An apiary of four colonies was placed at the field edge of each soybean field (5 per landscape category per year) that was managed using conventional practices with regards to pesticides (fungicides and herbicides), fertilizer, and tillage use. Because honey bees have been estimated to mainly forage (around 90% visitation) for pollen within a 1.6-km radius of their colonies in agricultural landscapes (Couvillon et al. 2014, Danner et al. 2014), we selected fields such that any two apiaries were at least 3.2 km apart from each other. In this way, we attempted to limit overlapping honey bee foraging ranges between fields of different landscapes so that the pollen collected from each apiary could be considered independent. This distance resulted in average colony weight varying significantly between apiaries kept at soybean fields in low versus high cultivation landscapes (Dolezal et al. 2019a).

Honey bee apiaries

An apiary of four colonies housed in Langstroth hives was placed together on a wooden pallet at the field edge of each soybean field. These colonies were part of the larger experiment and a more detailed response of colonies to the two landscape categories is described in terms of differences in colony weight, brood amount, adult bee population (Dolezal et al. 2019a). To reduce the potential negative effect of pollen traps on colony health, only one of the four colonies at each field was used to measure pollen collection, but the management was the same for all colonies within an apiary.
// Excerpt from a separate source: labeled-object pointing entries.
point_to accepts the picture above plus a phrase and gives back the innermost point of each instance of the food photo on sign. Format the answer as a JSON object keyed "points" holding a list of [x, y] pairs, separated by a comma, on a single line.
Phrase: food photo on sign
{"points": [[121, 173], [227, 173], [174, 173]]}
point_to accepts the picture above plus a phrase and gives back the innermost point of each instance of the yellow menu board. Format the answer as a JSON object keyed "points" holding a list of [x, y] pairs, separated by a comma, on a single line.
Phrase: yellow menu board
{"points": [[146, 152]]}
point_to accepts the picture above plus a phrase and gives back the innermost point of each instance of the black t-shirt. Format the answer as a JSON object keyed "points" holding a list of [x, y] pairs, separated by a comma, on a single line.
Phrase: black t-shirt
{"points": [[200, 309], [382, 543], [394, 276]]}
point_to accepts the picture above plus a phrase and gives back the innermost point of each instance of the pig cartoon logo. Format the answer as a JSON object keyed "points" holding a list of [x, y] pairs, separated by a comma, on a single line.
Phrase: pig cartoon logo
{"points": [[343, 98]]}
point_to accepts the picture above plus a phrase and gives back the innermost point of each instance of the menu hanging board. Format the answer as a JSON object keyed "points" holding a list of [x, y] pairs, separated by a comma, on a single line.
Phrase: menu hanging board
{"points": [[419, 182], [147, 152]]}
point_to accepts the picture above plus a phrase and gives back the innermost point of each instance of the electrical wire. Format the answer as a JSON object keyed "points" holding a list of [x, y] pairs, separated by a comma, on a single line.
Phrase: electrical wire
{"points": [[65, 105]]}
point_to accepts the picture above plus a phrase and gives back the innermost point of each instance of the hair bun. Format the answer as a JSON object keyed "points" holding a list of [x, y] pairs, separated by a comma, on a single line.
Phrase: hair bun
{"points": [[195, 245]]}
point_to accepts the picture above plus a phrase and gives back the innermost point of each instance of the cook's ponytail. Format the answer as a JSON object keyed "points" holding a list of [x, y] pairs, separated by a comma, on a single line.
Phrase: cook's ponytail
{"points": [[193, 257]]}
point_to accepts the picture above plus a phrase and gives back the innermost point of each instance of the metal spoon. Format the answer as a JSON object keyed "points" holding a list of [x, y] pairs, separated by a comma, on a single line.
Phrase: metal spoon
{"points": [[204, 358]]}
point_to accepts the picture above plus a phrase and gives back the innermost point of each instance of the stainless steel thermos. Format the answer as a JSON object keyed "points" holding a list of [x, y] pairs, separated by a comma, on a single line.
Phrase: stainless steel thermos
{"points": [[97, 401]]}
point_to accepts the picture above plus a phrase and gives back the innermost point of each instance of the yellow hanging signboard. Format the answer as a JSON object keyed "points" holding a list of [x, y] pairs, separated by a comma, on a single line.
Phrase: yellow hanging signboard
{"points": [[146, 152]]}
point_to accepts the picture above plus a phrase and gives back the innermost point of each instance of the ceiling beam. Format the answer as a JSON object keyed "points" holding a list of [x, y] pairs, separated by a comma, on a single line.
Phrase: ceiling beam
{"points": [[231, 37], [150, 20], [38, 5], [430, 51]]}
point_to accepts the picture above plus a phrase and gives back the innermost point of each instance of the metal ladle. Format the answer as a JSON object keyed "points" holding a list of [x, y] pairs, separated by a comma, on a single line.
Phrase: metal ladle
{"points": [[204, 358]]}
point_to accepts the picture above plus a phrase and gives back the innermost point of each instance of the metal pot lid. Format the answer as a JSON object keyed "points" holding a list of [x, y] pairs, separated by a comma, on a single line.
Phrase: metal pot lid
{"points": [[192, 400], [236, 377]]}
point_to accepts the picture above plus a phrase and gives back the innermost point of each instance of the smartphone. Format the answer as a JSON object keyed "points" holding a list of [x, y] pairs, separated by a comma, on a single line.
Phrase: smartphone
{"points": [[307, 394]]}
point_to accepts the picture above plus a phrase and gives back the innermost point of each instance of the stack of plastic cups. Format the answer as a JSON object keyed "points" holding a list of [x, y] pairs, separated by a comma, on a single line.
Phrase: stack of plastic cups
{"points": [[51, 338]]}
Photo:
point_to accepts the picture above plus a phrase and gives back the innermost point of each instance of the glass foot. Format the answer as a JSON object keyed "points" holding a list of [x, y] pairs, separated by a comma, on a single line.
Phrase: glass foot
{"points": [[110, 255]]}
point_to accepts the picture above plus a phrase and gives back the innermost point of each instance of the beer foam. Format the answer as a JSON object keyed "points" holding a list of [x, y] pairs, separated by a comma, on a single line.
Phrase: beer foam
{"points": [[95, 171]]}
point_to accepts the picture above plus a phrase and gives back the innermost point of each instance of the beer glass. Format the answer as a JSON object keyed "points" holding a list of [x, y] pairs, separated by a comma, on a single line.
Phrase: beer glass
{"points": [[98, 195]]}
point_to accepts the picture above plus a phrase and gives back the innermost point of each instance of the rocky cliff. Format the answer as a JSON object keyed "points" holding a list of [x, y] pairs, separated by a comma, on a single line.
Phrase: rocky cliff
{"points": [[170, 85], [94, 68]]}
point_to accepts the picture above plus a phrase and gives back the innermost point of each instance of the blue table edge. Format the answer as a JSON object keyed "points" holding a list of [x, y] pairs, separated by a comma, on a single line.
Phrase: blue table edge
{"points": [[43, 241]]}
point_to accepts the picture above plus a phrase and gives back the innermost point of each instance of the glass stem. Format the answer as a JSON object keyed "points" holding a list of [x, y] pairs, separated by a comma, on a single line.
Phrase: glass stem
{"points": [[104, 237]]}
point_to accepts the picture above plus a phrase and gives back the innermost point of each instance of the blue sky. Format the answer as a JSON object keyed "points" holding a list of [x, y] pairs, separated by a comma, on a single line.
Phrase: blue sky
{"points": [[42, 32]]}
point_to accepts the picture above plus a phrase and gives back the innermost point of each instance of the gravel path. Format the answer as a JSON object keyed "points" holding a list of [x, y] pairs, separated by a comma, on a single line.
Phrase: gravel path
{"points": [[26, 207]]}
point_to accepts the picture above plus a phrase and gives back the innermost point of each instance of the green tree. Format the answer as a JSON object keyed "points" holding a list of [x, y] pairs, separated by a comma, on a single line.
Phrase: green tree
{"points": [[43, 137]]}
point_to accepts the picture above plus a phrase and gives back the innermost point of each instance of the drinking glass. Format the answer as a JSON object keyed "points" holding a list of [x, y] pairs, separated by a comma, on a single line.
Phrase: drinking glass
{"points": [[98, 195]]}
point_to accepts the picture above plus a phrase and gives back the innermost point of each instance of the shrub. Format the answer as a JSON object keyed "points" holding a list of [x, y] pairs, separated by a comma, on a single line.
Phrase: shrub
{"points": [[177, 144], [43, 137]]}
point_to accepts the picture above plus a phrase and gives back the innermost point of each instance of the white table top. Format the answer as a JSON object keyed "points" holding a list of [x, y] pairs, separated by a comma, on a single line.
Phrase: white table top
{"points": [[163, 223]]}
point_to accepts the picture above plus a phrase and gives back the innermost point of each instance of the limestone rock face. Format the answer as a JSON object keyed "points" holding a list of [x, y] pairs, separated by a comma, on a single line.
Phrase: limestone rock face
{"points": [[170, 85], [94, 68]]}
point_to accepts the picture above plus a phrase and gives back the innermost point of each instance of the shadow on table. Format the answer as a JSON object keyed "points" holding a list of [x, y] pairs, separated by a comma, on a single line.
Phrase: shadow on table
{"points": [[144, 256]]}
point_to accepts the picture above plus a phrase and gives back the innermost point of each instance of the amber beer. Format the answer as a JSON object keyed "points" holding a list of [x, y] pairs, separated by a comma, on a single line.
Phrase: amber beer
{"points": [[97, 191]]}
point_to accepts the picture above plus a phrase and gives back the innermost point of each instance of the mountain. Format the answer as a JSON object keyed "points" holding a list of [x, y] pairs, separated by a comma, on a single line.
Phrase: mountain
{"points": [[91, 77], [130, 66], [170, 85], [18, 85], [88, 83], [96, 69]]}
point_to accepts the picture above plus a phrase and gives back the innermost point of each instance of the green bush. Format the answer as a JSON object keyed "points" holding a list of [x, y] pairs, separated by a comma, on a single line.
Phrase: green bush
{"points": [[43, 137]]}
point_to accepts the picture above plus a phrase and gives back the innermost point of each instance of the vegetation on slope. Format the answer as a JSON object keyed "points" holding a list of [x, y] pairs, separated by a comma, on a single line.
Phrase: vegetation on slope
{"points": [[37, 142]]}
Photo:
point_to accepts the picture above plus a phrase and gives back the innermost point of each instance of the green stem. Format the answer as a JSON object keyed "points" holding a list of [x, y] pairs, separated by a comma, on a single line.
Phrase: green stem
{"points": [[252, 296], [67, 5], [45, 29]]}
Apiaries were first established at an Iowa State University (ISU) farm and then distributed to our study fields on 10 June 2015 and 23 May 2016. In 2015, the colonies were started from 0.9 kg packages of bees (about 7,000 bees); while in 2016, colonies were started from nucleus colonies consisting of approximately three frames of worker bees (similar amount to 2015). To reduce variation due to genetic lineage, queens used in all colonies in both years were Apis mellifera ligustica. Each colony was inspected once every 14 d as part of a standard protocol to measure colony health, including checking for the presence of the queen. If we did not observe the queen or sign of her activities (i.e., egg or young larvae), the colony was re-queened within 1–2 d with a queen from the same commercial source from which colonies were derived. Colonies were not fed supplementary feed throughout the experiment. Other apiary management details were demonstrated in another journal publication (Dolezal et al. 2019a).

Pollen collection

One colony in each apiary was randomly selected to receive a pollen trap attached to the colony entrance (Brushy Mountain Bee Supply, Wilsonville, OR). Foraging honey bees must enter the trap to return to the colony entrance, and a plastic plate with many star-shaped holes in the trap pulls pollen pellets from corbiculae of individual bees. Dislodged pollen pellets fall into a basket under the trap. When not in use, the plastic plate was removed, allowing foragers to return undisturbed into the colony.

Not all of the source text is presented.